ASOF JOIN for Time-Series Nearest-Neighbor Matching
When analyzing time-series data, you often need to find the record in another table that is "closest in time" to a given event. For example:
- Find the latest quote at the time each stock trade occurred.
- Match each order with the price or inventory snapshot in effect at the moment the order was placed.
- Associate each event log entry with the previous or next state change.
Implementing such queries with a regular JOIN typically requires subqueries and window functions (such as ROW_NUMBER()), which makes the SQL complex and the execution costly. ASOF JOIN is a dedicated JOIN type that Doris provides for this kind of "time-series nearest-neighbor matching" scenario, allowing you to express the query in a single concise statement.
ASOF JOIN matches based on a datetime column. Unlike a regular equi-JOIN, it does not require exact equality. Instead, for each row in the left table, it picks the closest qualifying row from the right table according to the direction specified by MATCH_CONDITION.
"Closest" here does not mean the smallest absolute time difference. It means the closest row that satisfies the condition in the direction specified by
MATCH_CONDITION.
ASOF JOIN provides two subtypes:
| Type | Description | Handling of unmatched rows |
|---|---|---|
ASOF JOIN / ASOF LEFT JOIN | Left outer ASOF JOIN | Right-side columns are filled with NULL |
ASOF INNER JOIN | Inner ASOF JOIN | The row is excluded from the result |
Syntax
SELECT <select_list>
FROM <left_table>
ASOF [LEFT | INNER] JOIN <right_table>
MATCH_CONDITION(<left_datetime_expr> <comparison_operator> <right_datetime_expr>)
{ ON <left_table.col> = <right_table.col> [AND ...]
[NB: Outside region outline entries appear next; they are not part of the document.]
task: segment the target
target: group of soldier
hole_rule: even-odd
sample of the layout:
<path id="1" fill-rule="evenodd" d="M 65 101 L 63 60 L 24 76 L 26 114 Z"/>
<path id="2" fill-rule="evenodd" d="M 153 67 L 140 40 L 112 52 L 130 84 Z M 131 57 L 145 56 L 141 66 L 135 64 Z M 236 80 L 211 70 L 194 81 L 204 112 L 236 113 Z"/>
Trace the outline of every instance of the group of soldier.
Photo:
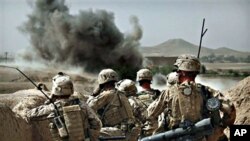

| USING (<column_name> [, ...]) }
Key points:
ASOF JOINis equivalent toASOF LEFT JOIN. Rows in the left table without a match are kept, and the right-side columns are filled with NULL.ASOF INNER JOINdiscards rows in the left table that have no match.<comparison_operator>must be one of>=,>,<=, or<.
Parameters
| Parameter | Required | Description |
|---|---|---|
left_table | Yes | The left table (probe table). Every row in this table is evaluated. |
right_table | Yes | The right table (build table). Used to look up the closest match. |
MATCH_CONDITION | Yes | Defines the nearest-neighbor matching rule. Each side must reference a column from the corresponding table, and both columns must be of type DATEV2, DATETIMEV2, or TIMESTAMPTZ. Expressions are allowed. Supported operators: >=, >, <=, <. |
ON / USING clause | Yes | Defines one or more equi-keys used as grouping keys. Matching is performed only within the same group. ON supports one or more equality (=) conditions and expressions (such as SUBSTRING(l.code, 1, 3) = r.prefix). USING supports one or more columns with the same name. |
Matching Rules
The matching direction is determined by the comparison operator in MATCH_CONDITION:
| Operator | Matching behavior | Typical use case |
|---|---|---|
>= | For each row in the left table, find the largest row in the right table that is less than or equal to the left value | Find the latest snapshot or quote at or before the event time |
> | For each row in the left table, find the largest row in the right table that is strictly less than the left value | Find the latest snapshot or quote strictly before the event time |
<= | For each row in the left table, find the smallest row in the right table that is greater than or equal to the left value | Find the next event or snapshot at or after the current time |
< | For each row in the left table, find the smallest row in the right table that is strictly greater than the left value | Find the next event or snapshot strictly after the current time |
Pay special attention to the following rules:
- The columns in
MATCH_CONDITIONmust be of typeDATEV2,DATETIMEV2, orTIMESTAMPTZ. - Expressions are allowed inside
MATCH_CONDITION, for exampleMATCH_CONDITION(l.ts >= r.ts + INTERVAL 1 HOUR)orMATCH_CONDITION(l.ts >= DATE_ADD(r.ts, INTERVAL 3 HOUR)). - The equi-key clause can be written as
ONorUSING. When usingON, only equality (=) conditions joined byANDare allowed. Inequality conditions (such as>,OR) and literal comparisons (such asl.grp = 1) are not allowed in theONclause. - NULL values in the matching column or in the equi-key columns do not produce a match. If a left-table row has NULL in the matching column, or if no qualifying right-table row exists in the same group, the right-side columns are filled with NULL (LEFT JOIN) or the row is discarded (INNER JOIN).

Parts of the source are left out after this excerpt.